Two of the country’s biggest ports – Tan Cang-Cai Mep International and Tan Cang-Cat Lai – have reportedly become overwhelmed with plastic and paper scrap since the China ban came into force.
In Thailand, the influx of trash forced the government to introduce [story in Thai] inspections of all plastics and electronic waste imports into the country. The country’s authorities have also pledged to send waste back to where it came from if it’s imported without proper description.
Experts are concerned that these increasingly popular destinations for US waste do not have the capacity to deal with waste in a safe or environmental way.
“Some of these countries just don’t have the infrastructure in ports or roads to deal with an increase in volume of material,” Robin Wiener, CEO of US trade body the Institute of Scrap Recycling Industries (ISRI), told Unearthed.
“Pop-up recyclers are trying to take advantage of these shifting markets but they are not doing it properly.
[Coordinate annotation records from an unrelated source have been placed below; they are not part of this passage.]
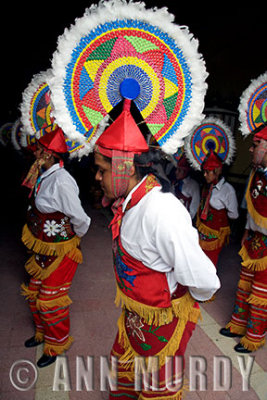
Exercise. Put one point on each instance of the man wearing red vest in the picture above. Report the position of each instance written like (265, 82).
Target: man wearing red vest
(55, 223)
(249, 318)
(161, 271)
(218, 204)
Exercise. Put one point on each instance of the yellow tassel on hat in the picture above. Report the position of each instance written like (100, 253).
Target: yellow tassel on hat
(48, 248)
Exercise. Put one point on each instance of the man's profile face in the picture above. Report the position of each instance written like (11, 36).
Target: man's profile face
(104, 175)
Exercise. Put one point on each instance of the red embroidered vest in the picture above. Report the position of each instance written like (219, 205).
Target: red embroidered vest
(49, 227)
(139, 288)
(254, 249)
(215, 230)
(256, 197)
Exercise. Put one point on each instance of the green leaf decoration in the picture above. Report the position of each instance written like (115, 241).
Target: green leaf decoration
(145, 346)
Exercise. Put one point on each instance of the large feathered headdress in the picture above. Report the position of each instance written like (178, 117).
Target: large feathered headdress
(121, 50)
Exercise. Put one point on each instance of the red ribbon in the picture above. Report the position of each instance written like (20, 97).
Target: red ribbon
(204, 213)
They are not following industry standards when it comes to environmental, health, and safety practices.”
All of this poses an unprecedented challenge for American recyclers.
“We saw the writing on the wall,” Brent Bell, VP of recycling at Waste Management, the biggest waste management firm in the US, told Unearthed. “The industry has to find domestic outlets for our material.”
Recycling firms, under pressure to meet higher standards, have seen costs rocket. While they have traditionally paid authorities for waste that could be turned into recycled goods, they are now starting to charge the state for the cost of getting rid of it.
Coastal cities have historically been more dependent on exporting waste to be recycled.s.
San Diego is now facing a potential $1.1m annual charge from its waste contractor, which last year provided the city with a $4m income stream.
“The environmental benefits of recycling now come with a cost that we haven’t seen in California before,” Zoe Heller, assistant director of policy development at CalRecycle, California’s state waste management agency, told Unearthed.
“What used to be a very profitable revenue stream is now becoming a cost.”
In towns and cities across the US, firms have been taking a variety of steps to deal with the backlog. Some have suspended their recycling schemes, begun education campaigns or refused to accept certain types of plastic waste. Others have refused to pick up rubbish from outside houses, sent recycling to landfill or burned it.
In total, US plastic waste exports in the first six months of 2018 were worth $270m, a drop of almost $90m on the previous year.
Bell, from Waste Management, is clear about what he thinks needs to happen: “We have toencourage manufacturers to use a high proportion of recycled content in their products. And we have to make sure recycling is clean to begin with.
“There need to be more grants to help with upfront investments in manufacturing facilities so more companies can take recycled materials and make them into new products.”